BiotechDispatch sat down with Joaquin Duato, global head of the Johnson & Johnson pharmaceuticals division, Janssen, during his current visit to Australia.
The discussion focused on Australia's strengths and weaknesses when it comes to attracting investment, including intellectual property, market access and pricing, as well as frustrations in the US over single-payer systems like the PBS.
"Investment will go to areas where you have better protection for intellectual property. So, if you think about Australia in the context of other countries, and you are thinking about investing here, the protections for intellectual property are going to be an important area,” said Mr Duato.
"Australia, compared to say China, is not taking a lead on intellectual property. In China we have good regulation and data protection. Australia, when it came to the Trans Pacific Partnership Agreement, was one of the countries opposed to including stronger data protection and that is unsatisfactory.”
The original TPPA text agreed by the twelve countries, including the US, included an ambiguous outcome on data protection for biologics. Australia was considered the country that led the push against inclusion of a mandated 8-12 year data protection period.
Mr Duato argues Australia’s position ultimately only hurts local innovation and investment.

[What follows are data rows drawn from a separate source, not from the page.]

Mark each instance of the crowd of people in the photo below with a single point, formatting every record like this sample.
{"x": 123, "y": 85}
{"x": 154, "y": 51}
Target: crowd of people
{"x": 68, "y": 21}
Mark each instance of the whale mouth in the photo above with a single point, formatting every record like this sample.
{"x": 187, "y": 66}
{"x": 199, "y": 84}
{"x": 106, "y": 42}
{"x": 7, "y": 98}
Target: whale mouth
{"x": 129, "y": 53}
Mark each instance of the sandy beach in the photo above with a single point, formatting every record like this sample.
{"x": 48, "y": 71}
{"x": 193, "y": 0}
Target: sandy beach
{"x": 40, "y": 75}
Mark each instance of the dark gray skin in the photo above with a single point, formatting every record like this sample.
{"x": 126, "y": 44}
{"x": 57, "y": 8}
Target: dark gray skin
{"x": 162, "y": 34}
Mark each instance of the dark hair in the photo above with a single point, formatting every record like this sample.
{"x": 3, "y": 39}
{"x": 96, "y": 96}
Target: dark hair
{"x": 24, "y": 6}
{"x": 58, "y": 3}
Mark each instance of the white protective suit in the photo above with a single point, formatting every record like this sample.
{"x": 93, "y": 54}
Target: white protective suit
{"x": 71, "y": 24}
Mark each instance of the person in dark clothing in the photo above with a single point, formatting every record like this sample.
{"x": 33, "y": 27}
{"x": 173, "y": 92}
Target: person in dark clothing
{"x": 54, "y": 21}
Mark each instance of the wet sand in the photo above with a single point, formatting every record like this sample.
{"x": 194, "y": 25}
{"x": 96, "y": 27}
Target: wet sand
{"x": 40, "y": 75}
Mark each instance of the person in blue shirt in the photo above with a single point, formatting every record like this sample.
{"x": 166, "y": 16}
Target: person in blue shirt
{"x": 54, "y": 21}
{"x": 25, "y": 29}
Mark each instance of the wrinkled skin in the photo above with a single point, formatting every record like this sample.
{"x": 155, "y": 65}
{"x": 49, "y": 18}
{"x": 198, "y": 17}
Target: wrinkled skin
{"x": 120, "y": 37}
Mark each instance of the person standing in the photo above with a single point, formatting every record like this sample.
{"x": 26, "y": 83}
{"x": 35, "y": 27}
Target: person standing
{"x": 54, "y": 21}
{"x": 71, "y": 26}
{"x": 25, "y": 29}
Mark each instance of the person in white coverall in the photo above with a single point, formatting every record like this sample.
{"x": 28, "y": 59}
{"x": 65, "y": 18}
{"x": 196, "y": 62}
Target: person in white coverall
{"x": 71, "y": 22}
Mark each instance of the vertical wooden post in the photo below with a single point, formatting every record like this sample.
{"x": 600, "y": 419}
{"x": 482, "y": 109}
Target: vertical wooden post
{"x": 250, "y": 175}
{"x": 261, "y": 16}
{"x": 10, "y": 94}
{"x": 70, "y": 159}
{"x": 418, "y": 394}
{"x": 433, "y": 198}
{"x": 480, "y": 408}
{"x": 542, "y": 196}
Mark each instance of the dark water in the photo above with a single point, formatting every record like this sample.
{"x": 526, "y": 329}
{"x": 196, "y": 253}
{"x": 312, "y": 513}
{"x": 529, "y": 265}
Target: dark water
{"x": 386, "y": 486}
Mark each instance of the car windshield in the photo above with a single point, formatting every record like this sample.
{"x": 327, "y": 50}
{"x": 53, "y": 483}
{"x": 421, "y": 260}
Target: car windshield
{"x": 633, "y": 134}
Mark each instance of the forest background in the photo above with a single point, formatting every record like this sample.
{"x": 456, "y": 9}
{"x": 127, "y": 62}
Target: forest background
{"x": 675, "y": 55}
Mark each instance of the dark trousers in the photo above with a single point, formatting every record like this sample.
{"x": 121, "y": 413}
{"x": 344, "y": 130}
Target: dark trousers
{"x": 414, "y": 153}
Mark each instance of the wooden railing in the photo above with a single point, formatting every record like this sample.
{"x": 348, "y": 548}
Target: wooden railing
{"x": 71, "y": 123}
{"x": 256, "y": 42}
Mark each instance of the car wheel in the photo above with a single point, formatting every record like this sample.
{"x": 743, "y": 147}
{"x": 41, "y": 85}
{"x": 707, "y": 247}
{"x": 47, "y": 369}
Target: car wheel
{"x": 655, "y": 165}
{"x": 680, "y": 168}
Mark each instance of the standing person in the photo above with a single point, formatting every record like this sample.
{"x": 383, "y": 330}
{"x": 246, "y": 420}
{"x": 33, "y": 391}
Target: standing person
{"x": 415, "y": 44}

"Competitively, when Australia thinks about attracting capital, you really have to think about protections for intellectual property. It is not so much an issue about our potential business opportunity. It is more that you are naturally going to go to the countries more aggressive in protecting intellectual property.”
According to Mr Duato, who until recently was chair of the US-based equivalent of Medicines Australia, PhRMA, like corporate tax levels, intellectual property protections are a reflection of how seriously a country values innovation and a research-based life sciences industry.
"If you have a country that is making an effort to improve ways of protecting intellectual property, then you take seriously what those countries say, which is that they want a significant life sciences sector.
"If a country is not taking those measures, you really question whether they are serious about creating a strong life sciences sector."
On Australia, Mr Duato said Australia is strong in the production of science, and also a place where Johnson & Johnson has done many deals, pointing to a recent partnership with Protagonist Therapeutics with the potential to deliver $1.2 billion to the company founded in 2001 and spun out of the University of Queensland.
"On the other side, when it comes to providing strong intellectual property protection or pricing and reimbursement stability, I would say Australia is lacking.
"Over the long-term, that is not a good position to create a strong life sciences sector. As a matter of fact, while there is a lot of research in Australia, there are very few Australian companies at a global scale.
"You have to question the domestic Australian market and whether it is providing the kind of reward to local companies to grow then jump into other markets."
He said if Australian governments are serious about life sciences innovation they have to "walk the talk" about the environment.
On pricing, Mr Duato said the real issue in the US is what consumers are being forced to pay.
"Actual pharmaceutical prices are flat, like in Australia, but what the patient pays out-of-pocket is coming up. Co-pays are higher than before so, while pharmaceutical prices paid to companies are flat, that is not how consumers are feeling it at the pharmacy counter.
"This has become a political issue. Politicians in the US then see what other countries are paying and wonder why they have to pay more than Europe and Australia?"
He said one of the issues is the comparison of list prices in the US with those in other countries. "You are not paying a list price but the heavily discounted net price.”
He continued, "The other issue is that, unlike the US, many countries we work in are single payers. In these markets, in order to ensure patient access, we have to give prices that are much lower than in the US. The US strongly believes that means they are subsidising the rest of the world, including countries like Australia.
"The current US administration wants to do something, to get lower prices in the US, but also to get other countries to pay more for the innovation."
On the question of how, Mr Duato said the issue goes beyond price. "It is not only about price. it is about intellectual property and other regulations that may be against innovation. There are many things the US could do from a trade agreement perspective in addition to price.
"On price, the list price may not change in countries like Australia, but the question has to be around policies like mandatory price cuts for patented medicines.
"This is why we need to work as an industry, through our associations. We can shape opinions as individual companies but for long-term and meaningful change we have to work as an industry. That is why I am very supportive of us engaging, as Johnson & Johnson, as part of industry. It may never be exactly what we want but eventually and pragmatically it is the most effective way."
Mr Duato held meetings with health minister Greg Hunt and prime minister Malcolm Turnbull.